Re: What is it to "Oppose" an Organ's Natural Function?

iwpoe wrote:

Here's a question: are male nocturnal emissions themselves violation of the natural law?

No.

iwpoe wrote:

It's not clear to me that intent is required for a violation.

It is.

 

7/25/2015 6:11 pm  #22


Re: What is it to "Oppose" an Organ's Natural Function?

Well, why? The whole point is that the law is supposed to reflect a greater natural order by which you are supposed to direct your will- that's the whole point of all the telos talk: X faculty has Y telos and activity A uses X to thwart Y.

Clearly the faculty engages itself and then thwarts its own end in some sense. Granted that's not a misdirection of the will but my worry is about the order of the body itself- particularly whether Y is correctly understood.

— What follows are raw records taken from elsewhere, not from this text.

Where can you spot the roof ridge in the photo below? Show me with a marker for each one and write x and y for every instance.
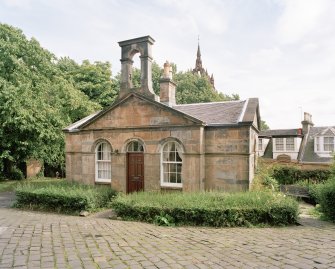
(207, 103)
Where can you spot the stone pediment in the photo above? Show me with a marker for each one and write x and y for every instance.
(137, 111)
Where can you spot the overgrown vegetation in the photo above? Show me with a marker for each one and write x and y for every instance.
(41, 94)
(292, 175)
(208, 208)
(62, 196)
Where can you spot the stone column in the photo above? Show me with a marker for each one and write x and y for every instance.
(126, 76)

Last edited by iwpoe (7/25/2015 6:15 pm)


Fighting to the death "the noonday demon" of Acedia.
My Books
It is precisely “values” that are the powerless and threadbare mask of the objectification of beings, an objectification that has become flat and devoid of background. No one dies for mere values.
~Martin Heidegger
 

7/25/2015 6:52 pm  #23


Re: What is it to "Oppose" an Organ's Natural Function?

iwpoe wrote:

Well, why? The whole point is that the law is supposed to reflect a greater natural order by which you are supposed to direct your will[.] . . .Granted that's not a misdirection of the will[.]

I think you've just answered your own question. http://cdn.boardhost.com/emoticons/grin.png

Moreover, I don't think it's at all "clear" that a nocturnal emission in some way involves a faculty engaging itself. A faculty is a faculty of the organism as a whole, not of some of its parts. You may be falling back into "organ-level thinking" here.

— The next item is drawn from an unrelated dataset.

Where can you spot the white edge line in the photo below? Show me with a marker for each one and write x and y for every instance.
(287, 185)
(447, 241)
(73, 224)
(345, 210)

Now, if your question is whether nocturnal emissions might be symptoms of a strictly bodily disorder, then yes, I suppose in principle they might. But even if there were such an underlying disorder, in and of itself it would be no more a violation of "natural law" than a head cold is -- and the associated nocturnal emissions would be no more a violation of "natural law" than sneezing is.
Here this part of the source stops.